Kaeya closed and covered the other eye, and looked at Diluc down from head to toe. The starry eye shook a bit from side to side as it inspected Diluc.

“You still look just as beautiful,” Kaeya announced after uncovering his other eye again, earning a playful hit from Diluc as he blushed shyly.

“That is not what I meant,” Diluc complained, and of course Kaeya knew, but how could Kaeya tell Diluc he could only focus on fragments of his vision, that the edges blurred into particles of elements and stardust. That he could see the very essence of the living and that Diluc’s soul was as bright as a sun in a dark void, his only light.

Of course nothing had changed since the accident, perhaps it got itchy sometimes but that was all.

“I can still see perfectly, as I said, beautiful,” he approached Diluc before kneeling in front of where Diluc sat.

“Now, I know you do not like to receive cut flowers often as you get sad when they wither, so…” Kaeya trailed off as he reached somewhere behind Diluc to retrieve a bouquet of flowers. The flowers looked like his favourite lamp grass, however upon closer inspection they were made out of ice.

“Lisa might have shown me a trick or two, so I made them long lasting,” Kaeya explained, looking rather proud of his accomplishment. The bouquet of lamp grass was made out of cryo, but it did not melt to the touch. Diluc wasn’t sure how Kaeya made the colours blend, but the soft glow came from a crystalfly core embedded among the petals. Diluc smiled, it was so lifelike that he thought he could smell its crisp winter-like scent.

“And then,” Kaeya added, coming to sit by Diluc’s side, “don’t move ok?”

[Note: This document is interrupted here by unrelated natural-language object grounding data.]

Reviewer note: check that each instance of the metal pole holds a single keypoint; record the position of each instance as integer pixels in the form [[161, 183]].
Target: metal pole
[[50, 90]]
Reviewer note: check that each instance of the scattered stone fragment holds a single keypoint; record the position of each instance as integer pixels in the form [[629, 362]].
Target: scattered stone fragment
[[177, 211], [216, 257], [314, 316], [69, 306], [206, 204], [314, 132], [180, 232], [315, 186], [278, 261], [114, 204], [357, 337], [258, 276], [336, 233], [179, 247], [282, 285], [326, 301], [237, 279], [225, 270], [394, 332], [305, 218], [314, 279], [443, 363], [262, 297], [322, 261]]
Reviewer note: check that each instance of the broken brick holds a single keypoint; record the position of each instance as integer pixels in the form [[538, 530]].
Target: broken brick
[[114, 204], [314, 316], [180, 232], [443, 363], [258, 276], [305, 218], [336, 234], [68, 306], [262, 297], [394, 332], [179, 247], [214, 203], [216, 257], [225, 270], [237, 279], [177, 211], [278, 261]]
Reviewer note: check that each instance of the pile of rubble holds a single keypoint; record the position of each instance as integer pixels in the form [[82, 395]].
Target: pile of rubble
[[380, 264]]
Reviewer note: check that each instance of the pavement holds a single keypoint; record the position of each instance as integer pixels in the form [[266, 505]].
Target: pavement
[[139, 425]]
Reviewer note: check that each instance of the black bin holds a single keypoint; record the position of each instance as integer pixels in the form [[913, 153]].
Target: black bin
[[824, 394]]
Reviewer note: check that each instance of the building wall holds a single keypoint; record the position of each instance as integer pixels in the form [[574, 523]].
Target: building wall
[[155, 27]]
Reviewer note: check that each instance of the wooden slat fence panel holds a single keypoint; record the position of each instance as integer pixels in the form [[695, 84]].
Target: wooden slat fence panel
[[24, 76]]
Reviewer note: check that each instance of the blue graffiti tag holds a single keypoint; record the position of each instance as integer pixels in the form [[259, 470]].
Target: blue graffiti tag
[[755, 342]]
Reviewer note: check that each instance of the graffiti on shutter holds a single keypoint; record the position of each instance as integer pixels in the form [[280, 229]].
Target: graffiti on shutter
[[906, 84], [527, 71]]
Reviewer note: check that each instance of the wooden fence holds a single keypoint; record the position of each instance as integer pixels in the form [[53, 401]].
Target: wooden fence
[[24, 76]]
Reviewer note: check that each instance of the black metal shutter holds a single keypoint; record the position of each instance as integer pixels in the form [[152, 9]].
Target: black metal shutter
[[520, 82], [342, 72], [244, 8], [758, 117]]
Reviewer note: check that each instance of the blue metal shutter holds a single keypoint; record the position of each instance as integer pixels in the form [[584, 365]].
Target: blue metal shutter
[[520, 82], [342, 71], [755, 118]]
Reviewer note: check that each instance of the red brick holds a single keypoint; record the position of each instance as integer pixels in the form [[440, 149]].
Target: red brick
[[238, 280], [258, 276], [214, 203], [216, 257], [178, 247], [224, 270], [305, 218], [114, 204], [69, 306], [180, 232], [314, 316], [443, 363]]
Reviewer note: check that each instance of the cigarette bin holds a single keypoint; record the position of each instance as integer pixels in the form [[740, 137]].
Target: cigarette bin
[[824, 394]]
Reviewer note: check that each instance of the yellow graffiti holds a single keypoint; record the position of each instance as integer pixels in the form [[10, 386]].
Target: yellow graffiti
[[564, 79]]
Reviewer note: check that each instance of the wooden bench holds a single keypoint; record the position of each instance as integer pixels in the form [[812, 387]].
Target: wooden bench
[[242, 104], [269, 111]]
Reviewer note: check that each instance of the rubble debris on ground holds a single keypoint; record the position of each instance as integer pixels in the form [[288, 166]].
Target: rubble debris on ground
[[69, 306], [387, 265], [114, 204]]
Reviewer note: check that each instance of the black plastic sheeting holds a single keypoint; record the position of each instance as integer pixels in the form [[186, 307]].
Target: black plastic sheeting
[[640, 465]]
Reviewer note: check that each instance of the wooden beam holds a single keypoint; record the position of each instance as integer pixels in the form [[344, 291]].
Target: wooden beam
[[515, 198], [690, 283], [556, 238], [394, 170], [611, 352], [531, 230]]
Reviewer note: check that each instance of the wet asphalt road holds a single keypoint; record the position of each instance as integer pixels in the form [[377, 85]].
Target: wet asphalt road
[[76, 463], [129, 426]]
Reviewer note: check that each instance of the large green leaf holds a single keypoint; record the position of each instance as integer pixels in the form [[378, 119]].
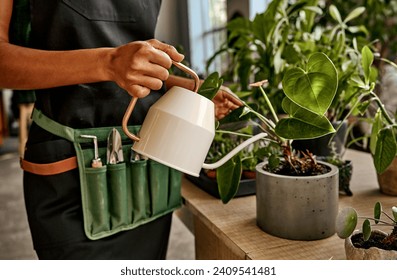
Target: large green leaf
[[346, 222], [211, 85], [315, 88], [292, 128], [302, 124], [385, 149], [228, 178]]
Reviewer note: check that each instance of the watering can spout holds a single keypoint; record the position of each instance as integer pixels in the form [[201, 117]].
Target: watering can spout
[[233, 152]]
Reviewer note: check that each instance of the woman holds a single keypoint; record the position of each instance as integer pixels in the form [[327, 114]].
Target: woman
[[85, 58]]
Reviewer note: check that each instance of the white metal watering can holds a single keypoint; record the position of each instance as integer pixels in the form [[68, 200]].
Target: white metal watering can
[[179, 129]]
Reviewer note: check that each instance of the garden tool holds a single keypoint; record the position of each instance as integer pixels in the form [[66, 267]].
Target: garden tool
[[114, 153], [96, 161]]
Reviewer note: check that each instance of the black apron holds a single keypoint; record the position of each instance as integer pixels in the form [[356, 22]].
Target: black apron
[[53, 202]]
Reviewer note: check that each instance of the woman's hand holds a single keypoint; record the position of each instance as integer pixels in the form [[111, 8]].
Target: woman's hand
[[141, 66], [225, 102]]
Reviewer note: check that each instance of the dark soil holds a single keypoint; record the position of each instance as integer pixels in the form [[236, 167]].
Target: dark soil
[[376, 240], [310, 170]]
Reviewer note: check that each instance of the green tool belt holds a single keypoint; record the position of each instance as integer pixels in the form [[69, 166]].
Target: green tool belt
[[119, 196]]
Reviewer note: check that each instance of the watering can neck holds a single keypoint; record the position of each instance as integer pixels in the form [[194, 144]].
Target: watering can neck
[[235, 151]]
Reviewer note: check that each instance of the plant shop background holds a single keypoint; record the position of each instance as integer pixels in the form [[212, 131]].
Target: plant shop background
[[198, 29]]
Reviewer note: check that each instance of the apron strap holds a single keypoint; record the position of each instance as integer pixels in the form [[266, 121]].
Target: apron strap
[[52, 126]]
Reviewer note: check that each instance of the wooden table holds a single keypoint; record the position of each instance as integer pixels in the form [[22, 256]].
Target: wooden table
[[229, 231]]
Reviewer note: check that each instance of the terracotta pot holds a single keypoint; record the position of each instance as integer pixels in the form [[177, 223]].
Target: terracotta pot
[[388, 179], [373, 253], [297, 207]]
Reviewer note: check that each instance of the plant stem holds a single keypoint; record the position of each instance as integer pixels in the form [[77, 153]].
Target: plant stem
[[269, 104], [382, 108]]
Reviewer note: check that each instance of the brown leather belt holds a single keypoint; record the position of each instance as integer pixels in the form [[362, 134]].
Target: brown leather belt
[[49, 168]]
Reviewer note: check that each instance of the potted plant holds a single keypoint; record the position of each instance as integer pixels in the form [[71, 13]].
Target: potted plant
[[309, 93], [368, 243], [282, 38]]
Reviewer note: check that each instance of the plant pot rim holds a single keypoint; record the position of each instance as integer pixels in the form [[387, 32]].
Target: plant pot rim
[[333, 170]]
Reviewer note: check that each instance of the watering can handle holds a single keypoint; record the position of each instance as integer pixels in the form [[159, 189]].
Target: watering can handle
[[133, 101]]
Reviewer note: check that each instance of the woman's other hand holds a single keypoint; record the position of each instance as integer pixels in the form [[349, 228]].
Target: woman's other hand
[[225, 102], [141, 66]]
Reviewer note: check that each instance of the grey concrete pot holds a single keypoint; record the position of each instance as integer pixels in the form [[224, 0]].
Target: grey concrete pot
[[297, 207]]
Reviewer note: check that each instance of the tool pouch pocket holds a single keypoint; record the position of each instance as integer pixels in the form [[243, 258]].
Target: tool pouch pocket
[[122, 196]]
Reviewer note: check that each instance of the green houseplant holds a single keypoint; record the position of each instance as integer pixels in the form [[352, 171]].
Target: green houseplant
[[282, 38], [309, 93], [368, 243]]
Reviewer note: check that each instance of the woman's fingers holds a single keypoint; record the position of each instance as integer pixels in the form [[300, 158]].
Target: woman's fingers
[[143, 64]]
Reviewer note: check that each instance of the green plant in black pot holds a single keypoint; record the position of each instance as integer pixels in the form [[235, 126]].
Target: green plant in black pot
[[368, 237]]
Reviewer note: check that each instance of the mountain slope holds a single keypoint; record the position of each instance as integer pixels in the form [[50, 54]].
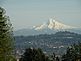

His arms went behind Diluc’s neck, an attempt at putting on what Diluc assumed was a necklace. Kaeya seemed clumsy about the clasp.

“Oh, there are actually more gifts,” Diluc teased, to which Kaeya looked at him with a face that said ‘don’t you dare’, Diluc dared.

“I thought this would be like when I turned fourteen,” Diluc started, and Kaeya rolled his eyes and tried again to get the clasp to obey, “your idea of a ‘gift’ was so sweet, what was it again?”

“Please don’t, I will die of shame and embarrassment before I can put this thing on properly,” Kaeya said, just as he managed to clasp the necklace.

“Maybe you just got saved,” Diluc smirked, looking down at the necklace that now adorned his neck. The chain was thin and golden, ending in a branch-like tangle that held on to two stones, one red and one blue. The stones seemed to emit a dull light from them.

“Did you become a smith too?” Diluc asked.

“I did ask Wagner for help,” and in true Kaeya dramatics he winked at Diluc, and gave him a smug look, before theatrically holding Diluc’s hand and kissing it, “ but you could say, I did so for you my sweet Firefly.”

Diluc felt his face heat up, but faced Kaeya and declared, “yes, my Starlight.” Then he proceeded to look away at anything other than Kaeya, as he rarely used that nickname he’d come up with during their childhood. Diluc cleared his throat to make Kaeya focus on anything other than that nickname.

“Thank you for your gifts Kae,” he gave a sweet kiss at Kaeya’s cheek.

“Oh but, I have another gift for you,” Kaeya smiled, the kind of innocent smile that speaks of playfulness and mischief.

Diluc didn’t get to ask about it as he was tackled onto the bed. The sound of pouring rain and thunder drowned out the cries and moans of pure pleasure that the owner of the Dawn Winery screamed out into the night.